At the kayak station, we got our lifejackets (a requirement) and instructions on paths we could follow on the Catawba. It was still a hike down to the river up and down a few hills into the woods then straight down to the water’s edge. Here not only were kayaks launching, but standup paddle boarders were also entering the water.
We were each assigned our own boat to paddle. Staff members of the USNWC were on hand to slide you off the dock into the water. This was nice, and it eliminated that sometimes rocky entrance into the boat.
It was a beautiful day, but extremely hot, and so we moved quickly away from the docks into the trees following a canal. The overhanging trees with their possibility of harboring snakes worried my daughter, but the foliage was thin and the danger low. We did see some wildlife such as birds, turtles, and fish during our excursion.
From the canal, we entered the open waters of the Catawba where both speed boats, jet skis, and patio boats were cruising by. Most boaters slowed down for the smaller craft, but a few created some wakes that rocked us pretty well. My daughter is a paddle boarder and these extra ripples in the water did not faze her, but I turned my bow into the waves to avoid tipping over.

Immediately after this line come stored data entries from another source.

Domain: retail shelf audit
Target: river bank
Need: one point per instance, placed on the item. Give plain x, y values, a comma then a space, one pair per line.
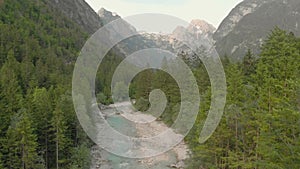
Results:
145, 126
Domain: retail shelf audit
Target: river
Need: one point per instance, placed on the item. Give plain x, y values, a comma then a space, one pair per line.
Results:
102, 159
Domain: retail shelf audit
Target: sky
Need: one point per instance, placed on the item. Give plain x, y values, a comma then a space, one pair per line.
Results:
212, 11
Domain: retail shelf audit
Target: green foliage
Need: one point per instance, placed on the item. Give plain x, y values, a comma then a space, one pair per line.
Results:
260, 126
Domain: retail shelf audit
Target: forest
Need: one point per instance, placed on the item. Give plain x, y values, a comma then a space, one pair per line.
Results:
260, 128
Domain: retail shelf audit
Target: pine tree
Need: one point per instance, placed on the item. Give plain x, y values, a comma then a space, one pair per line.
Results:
22, 144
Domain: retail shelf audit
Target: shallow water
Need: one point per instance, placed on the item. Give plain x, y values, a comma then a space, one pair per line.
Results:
111, 161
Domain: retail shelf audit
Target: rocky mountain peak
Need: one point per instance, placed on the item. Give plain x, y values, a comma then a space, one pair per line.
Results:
201, 25
107, 16
79, 12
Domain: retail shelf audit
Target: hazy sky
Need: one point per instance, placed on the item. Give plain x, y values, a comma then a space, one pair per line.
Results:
213, 11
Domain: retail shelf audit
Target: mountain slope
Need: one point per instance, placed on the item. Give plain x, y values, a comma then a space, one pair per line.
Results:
249, 23
80, 12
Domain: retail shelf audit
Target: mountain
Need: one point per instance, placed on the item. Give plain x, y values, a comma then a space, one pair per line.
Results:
107, 16
79, 12
250, 22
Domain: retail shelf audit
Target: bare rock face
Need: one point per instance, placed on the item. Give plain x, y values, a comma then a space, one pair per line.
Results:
107, 16
79, 12
250, 22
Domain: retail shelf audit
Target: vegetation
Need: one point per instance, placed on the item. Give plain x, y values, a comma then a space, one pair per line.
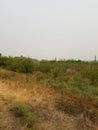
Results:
75, 81
22, 111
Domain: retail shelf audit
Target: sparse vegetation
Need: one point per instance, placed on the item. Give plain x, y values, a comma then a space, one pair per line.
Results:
74, 85
22, 111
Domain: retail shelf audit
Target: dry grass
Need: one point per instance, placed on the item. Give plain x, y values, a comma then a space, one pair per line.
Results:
41, 100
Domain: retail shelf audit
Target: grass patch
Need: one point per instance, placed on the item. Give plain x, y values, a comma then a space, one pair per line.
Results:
22, 111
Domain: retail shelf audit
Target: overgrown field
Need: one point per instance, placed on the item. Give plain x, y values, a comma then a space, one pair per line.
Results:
73, 86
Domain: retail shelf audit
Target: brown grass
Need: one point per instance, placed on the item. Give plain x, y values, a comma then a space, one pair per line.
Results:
41, 100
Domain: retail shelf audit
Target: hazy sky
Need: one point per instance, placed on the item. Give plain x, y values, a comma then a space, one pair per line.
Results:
49, 28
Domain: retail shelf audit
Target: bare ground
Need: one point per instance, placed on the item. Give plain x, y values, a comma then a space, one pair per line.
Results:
42, 103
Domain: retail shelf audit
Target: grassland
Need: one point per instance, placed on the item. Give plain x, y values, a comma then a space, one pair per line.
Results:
51, 95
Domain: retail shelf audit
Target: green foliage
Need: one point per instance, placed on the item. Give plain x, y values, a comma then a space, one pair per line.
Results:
18, 64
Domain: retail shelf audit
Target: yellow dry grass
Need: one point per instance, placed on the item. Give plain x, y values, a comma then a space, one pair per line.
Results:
41, 99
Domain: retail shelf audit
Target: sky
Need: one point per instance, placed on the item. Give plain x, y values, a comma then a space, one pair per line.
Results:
45, 29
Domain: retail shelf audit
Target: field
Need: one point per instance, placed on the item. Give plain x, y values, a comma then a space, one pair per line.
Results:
48, 95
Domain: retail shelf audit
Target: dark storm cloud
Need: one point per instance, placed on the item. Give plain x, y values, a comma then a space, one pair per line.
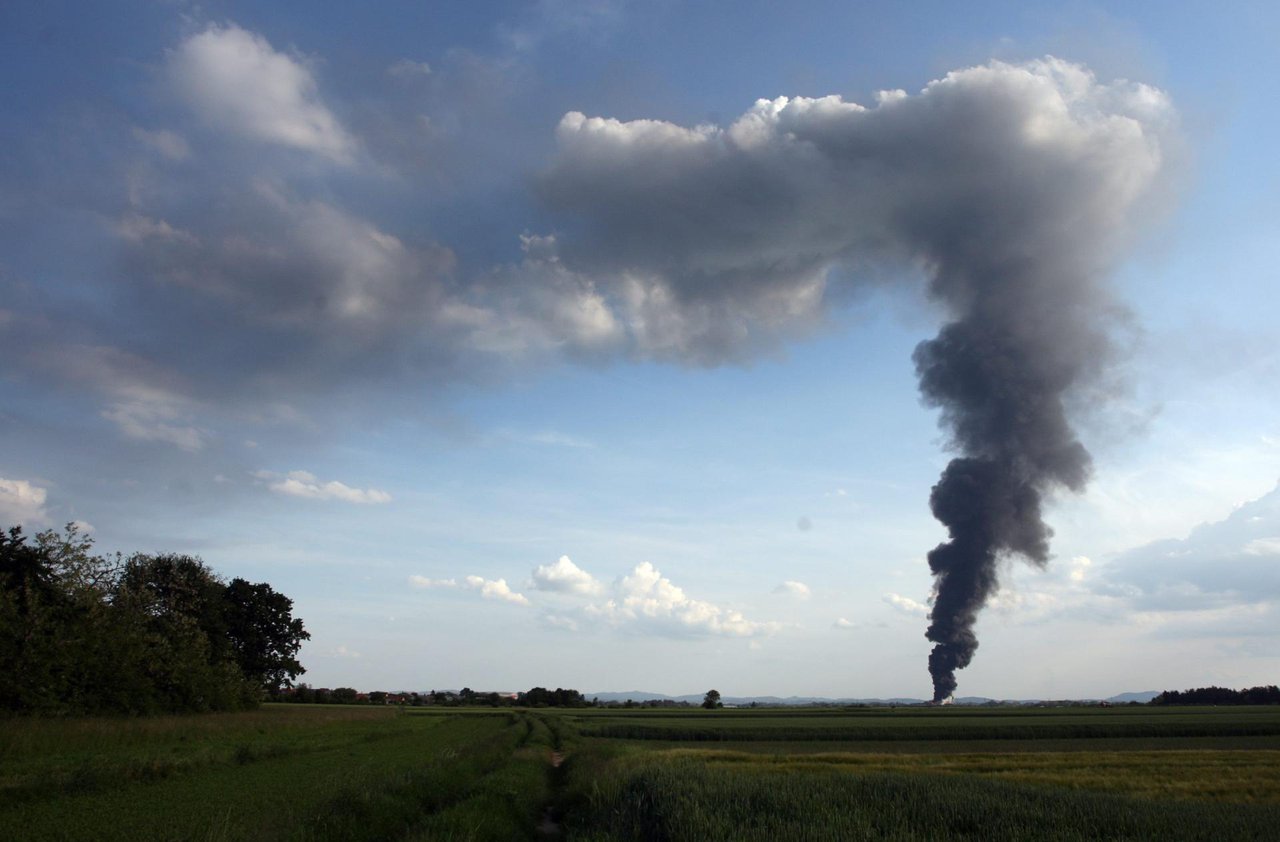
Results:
1013, 188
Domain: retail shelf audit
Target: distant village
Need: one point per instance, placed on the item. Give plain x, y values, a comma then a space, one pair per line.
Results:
534, 698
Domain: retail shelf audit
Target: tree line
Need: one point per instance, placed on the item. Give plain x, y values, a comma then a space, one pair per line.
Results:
88, 634
1267, 695
534, 698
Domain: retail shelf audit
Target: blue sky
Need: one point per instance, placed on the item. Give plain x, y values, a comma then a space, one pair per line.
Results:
343, 301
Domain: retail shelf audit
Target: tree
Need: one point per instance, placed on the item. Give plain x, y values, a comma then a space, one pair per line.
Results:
264, 635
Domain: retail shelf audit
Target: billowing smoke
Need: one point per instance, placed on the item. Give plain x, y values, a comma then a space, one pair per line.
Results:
1013, 187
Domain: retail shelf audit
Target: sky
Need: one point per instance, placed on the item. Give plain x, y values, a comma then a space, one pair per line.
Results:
570, 343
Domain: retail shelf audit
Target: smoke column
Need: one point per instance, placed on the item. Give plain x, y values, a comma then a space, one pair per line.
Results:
1011, 188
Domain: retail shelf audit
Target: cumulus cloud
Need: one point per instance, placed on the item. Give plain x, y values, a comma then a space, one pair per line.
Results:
906, 605
556, 621
794, 589
1224, 563
22, 503
144, 399
566, 577
496, 589
648, 600
306, 485
711, 242
238, 82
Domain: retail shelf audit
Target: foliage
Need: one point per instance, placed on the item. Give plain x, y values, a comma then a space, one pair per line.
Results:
1269, 695
558, 698
88, 634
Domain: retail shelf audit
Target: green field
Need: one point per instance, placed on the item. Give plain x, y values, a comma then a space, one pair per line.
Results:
297, 772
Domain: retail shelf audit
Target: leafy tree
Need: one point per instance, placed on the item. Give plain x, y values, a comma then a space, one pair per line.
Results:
264, 635
78, 570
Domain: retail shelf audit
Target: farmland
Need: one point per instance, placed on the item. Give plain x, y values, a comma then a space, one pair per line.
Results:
304, 772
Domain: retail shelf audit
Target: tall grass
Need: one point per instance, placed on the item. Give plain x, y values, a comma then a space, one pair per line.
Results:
293, 774
654, 797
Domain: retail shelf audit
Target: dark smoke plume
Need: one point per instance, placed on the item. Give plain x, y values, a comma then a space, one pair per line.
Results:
1011, 187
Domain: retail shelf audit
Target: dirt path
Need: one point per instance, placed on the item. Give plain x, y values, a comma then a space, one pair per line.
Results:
551, 827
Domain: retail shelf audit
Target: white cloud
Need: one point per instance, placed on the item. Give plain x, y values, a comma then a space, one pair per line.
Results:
168, 143
691, 270
144, 399
648, 600
306, 485
794, 589
566, 577
22, 503
496, 589
424, 582
1233, 562
554, 621
906, 604
238, 82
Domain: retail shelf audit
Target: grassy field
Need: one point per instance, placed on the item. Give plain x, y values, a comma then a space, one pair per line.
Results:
282, 773
922, 773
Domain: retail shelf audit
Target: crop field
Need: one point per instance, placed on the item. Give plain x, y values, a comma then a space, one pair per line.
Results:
280, 773
298, 772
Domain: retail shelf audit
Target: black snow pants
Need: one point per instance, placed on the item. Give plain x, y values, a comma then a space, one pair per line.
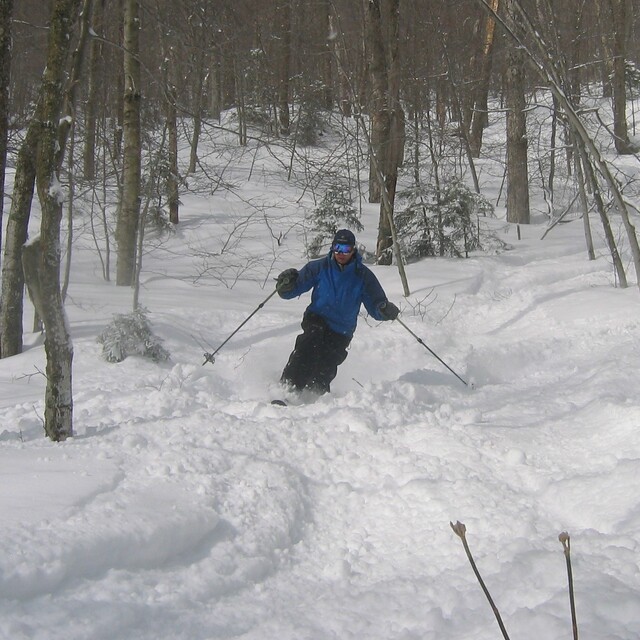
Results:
314, 361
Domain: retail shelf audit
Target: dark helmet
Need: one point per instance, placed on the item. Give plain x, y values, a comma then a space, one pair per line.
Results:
344, 236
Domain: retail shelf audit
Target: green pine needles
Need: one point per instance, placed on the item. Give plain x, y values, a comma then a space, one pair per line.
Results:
129, 335
441, 221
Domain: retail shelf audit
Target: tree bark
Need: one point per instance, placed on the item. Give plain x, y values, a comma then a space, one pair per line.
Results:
6, 10
283, 18
479, 118
129, 213
94, 81
517, 143
620, 131
43, 277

Our time with the powerboats was not long as we turned back into the small quiet cove that the USNWC manages.
A number of other kayakers had gotten out of their boats to swim with family members or four-legged buddies. We chose to just beach on a sandbar under some shade trees for a rest and a snack break.
Back on the water, we drifted and paddled our way back to the docks. During our journey, we spoke with other kayakers as they passed, and peered into the dense words around us for wildlife. It was a wonderful afternoon adventure and an experience I’ll never forget.
If you are interested in flatwater kayaking at the USNWC there is no previous experience required. All flatwater kayaking and stand-up paddleboarding gear (boat, PFD, and paddle) are provided with pass purchase, but guests with their own gear are welcome to utilize the flatwater put-in.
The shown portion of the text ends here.